10 b/ Effects of the Invention As described above, the rotary compressor of the present invention includes a cylinder portion formed by a cylindrical member, and upper and lower bearing members provided to close the upper and lower end surfaces of the cylindrical member; A rotary compression mechanism provided in the cylinder part, an inlet port and a discharge port opening in the cylinder part, and forming part of the inner wall of the cylinder part and movable in the axial direction of the cylinder part. A compression capacity control mechanism is provided that includes a sliding wall material, a storage chamber that stores the sliding wall material, and a control port that communicates with the storage chamber and controls the back pressure applied to the sliding wall material. Therefore, when the rotary compressor is operated at full capacity, when the slide wall material constitutes a part of the cylinder, no excess or rearance is formed in the cylinder portion, so there is no deterioration in performance. Further, when reducing the compression capacity, this can be easily done by controlling the pressure to the control port. Furthermore, since the space volume opened in the cylinder part of the storage chamber can be large, compression capacity control 11 is possible because the rotation compression mechanism does not perform compression until it passes through the mechanism. It is possible to obtain the rate.

Furthermore, since the moving direction of the sliding wall material is the axial direction of the cylinder portion, the moving stroke of the sliding wall material can be made smaller, and accordingly, the storage chamber can also be made smaller.
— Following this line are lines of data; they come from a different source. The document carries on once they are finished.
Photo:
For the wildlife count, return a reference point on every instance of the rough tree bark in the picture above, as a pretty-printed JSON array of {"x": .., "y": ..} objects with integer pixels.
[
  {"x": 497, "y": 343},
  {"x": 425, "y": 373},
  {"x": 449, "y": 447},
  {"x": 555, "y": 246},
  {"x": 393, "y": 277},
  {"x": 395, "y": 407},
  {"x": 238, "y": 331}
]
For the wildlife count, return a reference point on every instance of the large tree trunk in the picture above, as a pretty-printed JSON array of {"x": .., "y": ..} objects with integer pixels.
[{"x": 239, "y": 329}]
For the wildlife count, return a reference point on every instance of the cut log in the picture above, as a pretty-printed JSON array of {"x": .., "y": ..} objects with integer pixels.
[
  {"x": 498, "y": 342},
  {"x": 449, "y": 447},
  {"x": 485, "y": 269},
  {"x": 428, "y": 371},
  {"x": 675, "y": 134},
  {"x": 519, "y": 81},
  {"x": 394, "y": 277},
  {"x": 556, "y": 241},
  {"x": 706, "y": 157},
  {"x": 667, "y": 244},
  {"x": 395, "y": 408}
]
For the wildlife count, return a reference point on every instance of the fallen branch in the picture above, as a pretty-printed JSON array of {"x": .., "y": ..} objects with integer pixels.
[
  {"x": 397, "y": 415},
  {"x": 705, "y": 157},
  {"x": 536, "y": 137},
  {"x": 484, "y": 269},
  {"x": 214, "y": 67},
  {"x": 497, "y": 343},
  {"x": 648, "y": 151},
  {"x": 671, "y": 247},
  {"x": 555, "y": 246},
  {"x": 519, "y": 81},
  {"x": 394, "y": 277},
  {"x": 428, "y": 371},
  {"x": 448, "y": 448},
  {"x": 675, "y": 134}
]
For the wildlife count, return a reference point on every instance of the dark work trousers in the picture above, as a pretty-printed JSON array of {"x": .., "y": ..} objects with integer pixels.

[Brief explanation of the drawing]

Fig. 1 is a diagram of a refrigeration cycle equipped with a rotary compressor according to an embodiment of the present invention, Fig. 2 is a partial sectional view of the rotary compressor,
FIG. 3 is a perspective view of a lower bearing member in the same compressor, and FIG. 4 is a perspective view of a slide wall material in the same compressor. 1... Rotary compressor, 2... Cylindrical member, 3... Upper bearing member, 4... Lower bearing member, 5...・Cylinder part, 6... Suction port, 7... Discharge port, 8... Rolling piston (rotary compression mechanism), 12... Compression capacity control mechanism , 13...Storage room, 14...Sliding wall material, 18...Control port. Name of agent: Patent attorney Toshio Nakao and 1 other person No. 1
figure

Claims (1)

[Claims] a cylinder portion formed by a cylindrical member and upper and lower bearing members provided to close upper and lower end surfaces of the cylindrical member;
A rotary compression mechanism is provided in the cylinder part, an inlet port and a discharge port are provided that are open to the cylinder part, and the structure forms part of the inner wall of the cylinder part and is movable in the axial direction of the cylinder part. A rotation device equipped with a compression capacity control mechanism consisting of a freely sliding wall material, a storage chamber for storing the sliding wall material, and a control port that communicates with the storage chamber and controls the back pressure applied to the sliding wall material. type compressor.